Police arrested 40 Nuba Christians after a wedding ceremony at the Sudan Presbyterian Evangelical Church in Omdurman, according to the African Centre for Justice and Peace Studies, a Sudanese rights group based in Kampala, Uganda.
A church leader who spoke with Morning Star News confirmed the incident. Those attending the wedding proceeded to White Nile Beach in the Hai Al-Mulazmeen area for a reception, where police made the arrests. They released without charge 34 of the 40 people arrested on June 22 but detained four men and two women overnight, gang-raping one of the women on June 23, the group and church leader said.
All six of those held overnight were charged with disturbing the peace – the wedding had included worship songs sung in Arabic – before being released on bail on June 23. Among the 40 detained, several reported being beaten, verbally abused with racist language and threatened with sexual violence while in detention. Those detained included at least 14 teenage Christians.
In the Nuba Mountains, Sudan destroyed another church building on July 16 in South Kordofan state, Christian sources told Morning Star News.
The Sudanese Air Force bombed the building of the Sudanese Church of Christ in the Sabat Administrative area of Dalami County, seriously damaging it, local Christian said.
“We are saddened by the destruction of the Sudanese Church of Christ in Sabat,” he said.
The damaged church building was destroyed by Sudan Armed Forces in 1989 fighting but had since been renovated.
“The Sudan government is targeting civilians and Christian institutions in the Nuba Mountains,” another area source said.
Since South Sudan split from Sudan in a 2011 referendum, Nuba people in Sudan’s South Kordofan state believe the government’s goal of quashing rebels is also meant to rid the area of non-Arabs and Christianity.
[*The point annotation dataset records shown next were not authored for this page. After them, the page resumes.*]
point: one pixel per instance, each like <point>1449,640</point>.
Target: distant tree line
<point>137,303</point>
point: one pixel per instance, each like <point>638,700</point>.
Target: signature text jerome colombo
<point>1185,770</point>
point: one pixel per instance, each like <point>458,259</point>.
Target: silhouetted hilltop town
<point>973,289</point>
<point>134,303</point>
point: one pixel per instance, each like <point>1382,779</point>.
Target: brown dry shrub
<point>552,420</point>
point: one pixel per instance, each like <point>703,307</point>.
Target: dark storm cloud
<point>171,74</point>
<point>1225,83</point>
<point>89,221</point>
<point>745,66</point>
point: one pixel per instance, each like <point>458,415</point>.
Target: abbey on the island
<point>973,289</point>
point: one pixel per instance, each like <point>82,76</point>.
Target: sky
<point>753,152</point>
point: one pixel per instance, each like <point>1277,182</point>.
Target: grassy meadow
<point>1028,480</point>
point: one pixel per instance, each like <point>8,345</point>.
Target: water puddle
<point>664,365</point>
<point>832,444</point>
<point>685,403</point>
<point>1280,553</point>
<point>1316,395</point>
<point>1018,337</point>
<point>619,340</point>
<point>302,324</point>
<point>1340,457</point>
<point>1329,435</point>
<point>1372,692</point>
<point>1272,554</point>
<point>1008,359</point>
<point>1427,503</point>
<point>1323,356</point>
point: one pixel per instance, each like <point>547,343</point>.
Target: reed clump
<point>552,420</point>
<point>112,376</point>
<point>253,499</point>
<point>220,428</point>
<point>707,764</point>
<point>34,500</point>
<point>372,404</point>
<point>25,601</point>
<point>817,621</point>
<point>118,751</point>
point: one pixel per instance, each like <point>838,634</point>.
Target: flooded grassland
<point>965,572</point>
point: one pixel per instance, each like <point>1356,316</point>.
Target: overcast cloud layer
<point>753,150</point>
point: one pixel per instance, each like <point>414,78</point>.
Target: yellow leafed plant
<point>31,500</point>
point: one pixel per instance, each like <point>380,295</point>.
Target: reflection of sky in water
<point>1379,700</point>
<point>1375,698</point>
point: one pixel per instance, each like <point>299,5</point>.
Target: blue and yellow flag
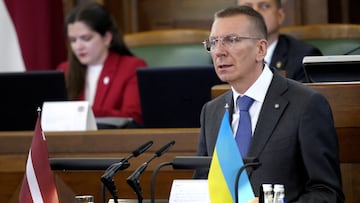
<point>224,167</point>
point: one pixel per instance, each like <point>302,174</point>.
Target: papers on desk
<point>67,116</point>
<point>189,191</point>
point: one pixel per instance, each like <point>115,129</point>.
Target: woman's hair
<point>98,19</point>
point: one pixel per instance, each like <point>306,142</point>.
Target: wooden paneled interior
<point>14,147</point>
<point>141,15</point>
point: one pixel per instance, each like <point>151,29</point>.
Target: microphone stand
<point>254,165</point>
<point>133,179</point>
<point>153,180</point>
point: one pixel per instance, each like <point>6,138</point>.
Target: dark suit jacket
<point>288,55</point>
<point>294,140</point>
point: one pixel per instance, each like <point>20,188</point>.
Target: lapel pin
<point>106,80</point>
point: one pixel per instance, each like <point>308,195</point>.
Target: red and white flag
<point>32,35</point>
<point>39,184</point>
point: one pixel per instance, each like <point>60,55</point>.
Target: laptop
<point>336,68</point>
<point>172,97</point>
<point>23,92</point>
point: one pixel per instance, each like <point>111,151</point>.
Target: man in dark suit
<point>293,133</point>
<point>285,53</point>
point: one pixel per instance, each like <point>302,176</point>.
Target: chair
<point>331,39</point>
<point>173,47</point>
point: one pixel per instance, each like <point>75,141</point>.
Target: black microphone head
<point>164,148</point>
<point>142,148</point>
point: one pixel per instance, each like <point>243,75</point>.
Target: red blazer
<point>117,93</point>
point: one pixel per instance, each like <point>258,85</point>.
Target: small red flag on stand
<point>38,185</point>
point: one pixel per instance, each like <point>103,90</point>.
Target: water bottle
<point>268,195</point>
<point>279,194</point>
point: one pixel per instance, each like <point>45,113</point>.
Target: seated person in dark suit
<point>284,52</point>
<point>292,128</point>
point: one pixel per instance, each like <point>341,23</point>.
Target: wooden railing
<point>14,148</point>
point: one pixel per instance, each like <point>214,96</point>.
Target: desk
<point>14,147</point>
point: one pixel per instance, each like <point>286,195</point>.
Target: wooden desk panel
<point>14,147</point>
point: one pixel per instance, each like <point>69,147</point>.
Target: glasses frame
<point>236,38</point>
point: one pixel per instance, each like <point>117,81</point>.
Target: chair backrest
<point>175,47</point>
<point>331,39</point>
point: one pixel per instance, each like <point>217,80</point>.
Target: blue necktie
<point>243,133</point>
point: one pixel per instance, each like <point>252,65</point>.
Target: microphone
<point>107,177</point>
<point>249,162</point>
<point>133,179</point>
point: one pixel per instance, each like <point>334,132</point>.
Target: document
<point>189,191</point>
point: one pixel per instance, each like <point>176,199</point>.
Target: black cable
<point>153,179</point>
<point>103,193</point>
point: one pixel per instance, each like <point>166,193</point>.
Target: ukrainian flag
<point>225,164</point>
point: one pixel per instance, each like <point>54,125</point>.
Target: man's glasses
<point>227,41</point>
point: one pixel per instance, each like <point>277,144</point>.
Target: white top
<point>257,91</point>
<point>91,80</point>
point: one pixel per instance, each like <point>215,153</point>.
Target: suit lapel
<point>270,113</point>
<point>105,80</point>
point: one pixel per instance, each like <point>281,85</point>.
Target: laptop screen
<point>337,68</point>
<point>23,92</point>
<point>172,97</point>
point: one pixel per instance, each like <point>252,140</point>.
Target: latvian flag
<point>31,35</point>
<point>38,185</point>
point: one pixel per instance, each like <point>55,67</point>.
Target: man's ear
<point>261,49</point>
<point>281,15</point>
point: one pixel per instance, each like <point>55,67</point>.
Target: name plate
<point>67,116</point>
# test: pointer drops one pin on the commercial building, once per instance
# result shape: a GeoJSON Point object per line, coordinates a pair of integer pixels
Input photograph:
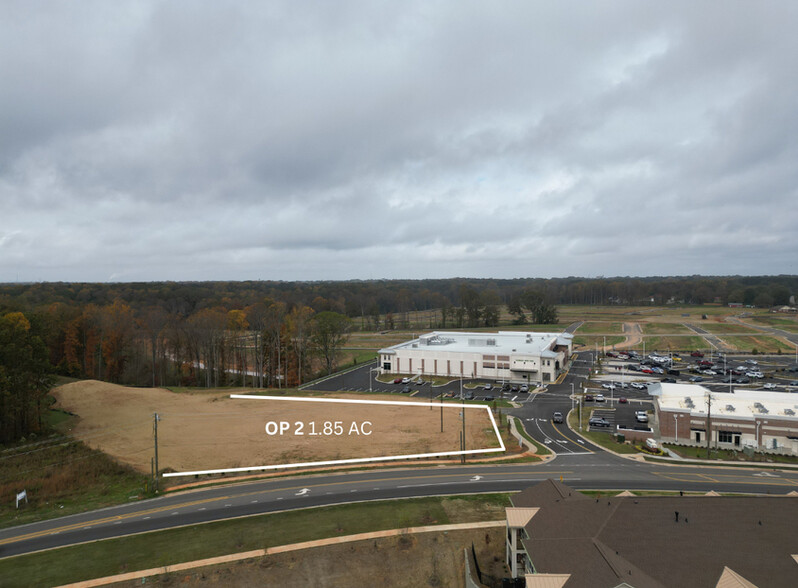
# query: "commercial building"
{"type": "Point", "coordinates": [558, 537]}
{"type": "Point", "coordinates": [758, 419]}
{"type": "Point", "coordinates": [509, 356]}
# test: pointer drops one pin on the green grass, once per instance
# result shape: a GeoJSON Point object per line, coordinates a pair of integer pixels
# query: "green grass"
{"type": "Point", "coordinates": [162, 548]}
{"type": "Point", "coordinates": [62, 477]}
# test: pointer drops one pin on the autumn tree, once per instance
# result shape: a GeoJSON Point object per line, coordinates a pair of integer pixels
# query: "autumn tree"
{"type": "Point", "coordinates": [330, 332]}
{"type": "Point", "coordinates": [24, 378]}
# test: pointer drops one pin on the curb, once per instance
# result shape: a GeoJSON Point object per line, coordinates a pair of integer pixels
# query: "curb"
{"type": "Point", "coordinates": [278, 549]}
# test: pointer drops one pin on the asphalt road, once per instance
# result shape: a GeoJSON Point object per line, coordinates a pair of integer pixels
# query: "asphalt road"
{"type": "Point", "coordinates": [580, 470]}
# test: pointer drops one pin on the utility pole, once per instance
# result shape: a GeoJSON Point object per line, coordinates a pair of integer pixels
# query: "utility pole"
{"type": "Point", "coordinates": [155, 420]}
{"type": "Point", "coordinates": [709, 421]}
{"type": "Point", "coordinates": [462, 435]}
{"type": "Point", "coordinates": [441, 411]}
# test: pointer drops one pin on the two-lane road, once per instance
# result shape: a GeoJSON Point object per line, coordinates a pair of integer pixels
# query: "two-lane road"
{"type": "Point", "coordinates": [580, 470]}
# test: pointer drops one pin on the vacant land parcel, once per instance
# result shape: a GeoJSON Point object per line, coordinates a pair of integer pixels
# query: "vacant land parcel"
{"type": "Point", "coordinates": [212, 431]}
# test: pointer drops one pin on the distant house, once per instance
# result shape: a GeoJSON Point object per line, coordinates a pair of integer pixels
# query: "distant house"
{"type": "Point", "coordinates": [558, 537]}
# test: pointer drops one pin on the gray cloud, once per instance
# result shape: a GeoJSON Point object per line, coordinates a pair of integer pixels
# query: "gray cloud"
{"type": "Point", "coordinates": [206, 140]}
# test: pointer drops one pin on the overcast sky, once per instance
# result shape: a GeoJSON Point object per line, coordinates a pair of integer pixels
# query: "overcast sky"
{"type": "Point", "coordinates": [336, 140]}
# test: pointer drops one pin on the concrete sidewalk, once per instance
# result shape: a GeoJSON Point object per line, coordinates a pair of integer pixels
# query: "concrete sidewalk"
{"type": "Point", "coordinates": [224, 559]}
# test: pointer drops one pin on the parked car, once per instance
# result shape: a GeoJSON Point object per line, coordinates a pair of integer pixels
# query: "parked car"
{"type": "Point", "coordinates": [598, 422]}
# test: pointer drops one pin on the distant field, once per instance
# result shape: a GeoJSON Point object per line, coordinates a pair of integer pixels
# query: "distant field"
{"type": "Point", "coordinates": [720, 328]}
{"type": "Point", "coordinates": [678, 343]}
{"type": "Point", "coordinates": [591, 340]}
{"type": "Point", "coordinates": [780, 322]}
{"type": "Point", "coordinates": [664, 329]}
{"type": "Point", "coordinates": [762, 344]}
{"type": "Point", "coordinates": [212, 431]}
{"type": "Point", "coordinates": [602, 328]}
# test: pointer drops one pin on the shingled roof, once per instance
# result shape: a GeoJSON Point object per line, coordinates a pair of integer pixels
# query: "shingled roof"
{"type": "Point", "coordinates": [643, 542]}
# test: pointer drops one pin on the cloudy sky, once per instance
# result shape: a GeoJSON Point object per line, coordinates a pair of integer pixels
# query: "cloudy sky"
{"type": "Point", "coordinates": [336, 140]}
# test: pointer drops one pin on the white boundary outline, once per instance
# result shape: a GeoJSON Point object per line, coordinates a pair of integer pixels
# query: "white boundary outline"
{"type": "Point", "coordinates": [356, 460]}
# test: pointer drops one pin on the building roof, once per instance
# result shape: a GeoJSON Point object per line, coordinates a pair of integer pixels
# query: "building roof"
{"type": "Point", "coordinates": [742, 403]}
{"type": "Point", "coordinates": [603, 542]}
{"type": "Point", "coordinates": [503, 342]}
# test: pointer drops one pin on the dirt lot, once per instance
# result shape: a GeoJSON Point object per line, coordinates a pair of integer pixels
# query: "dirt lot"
{"type": "Point", "coordinates": [417, 560]}
{"type": "Point", "coordinates": [212, 431]}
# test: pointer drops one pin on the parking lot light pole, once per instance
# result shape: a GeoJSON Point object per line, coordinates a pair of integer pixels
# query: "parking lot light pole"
{"type": "Point", "coordinates": [572, 395]}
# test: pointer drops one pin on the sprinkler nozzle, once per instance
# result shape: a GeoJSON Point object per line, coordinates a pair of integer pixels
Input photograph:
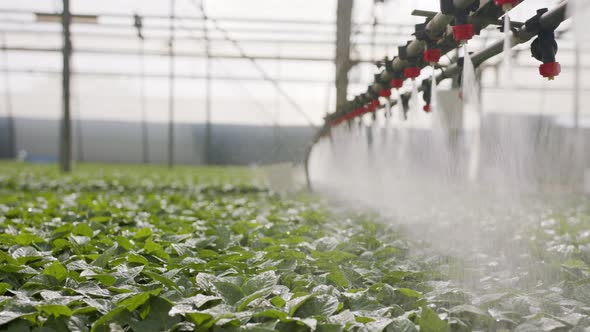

Sudanese President Omar al-Bashir has said post-secession Sudan will adhere more exclusively to Islam and Arabic culture.
Thousands of civilians have taken refuge in Nuba Mountain caves in South Kordofan, which borders South Sudan. The Nuba people have longstanding complaints against Khartoum – including neglect, oppression and forced conversions to Islam in a 1990s jihad – but as Sudanese citizens on the northern side of the border, they were never given the option of secession in the 2005 peace pact between northern and southern Sudan.
A Sudanese Air Force bomber had destroyed the building of the Episcopal Church of Sudan (ECS) in the area of Al Atmor on July 6.
Nuba Reports, based in South Kordofan, has verified 1,929 bombs dropped by the Sudanese Armed Forces on civilian areas since April 2012, including 756 since September 2013. The bombs have killed and maimed hundreds of civilians, it reports.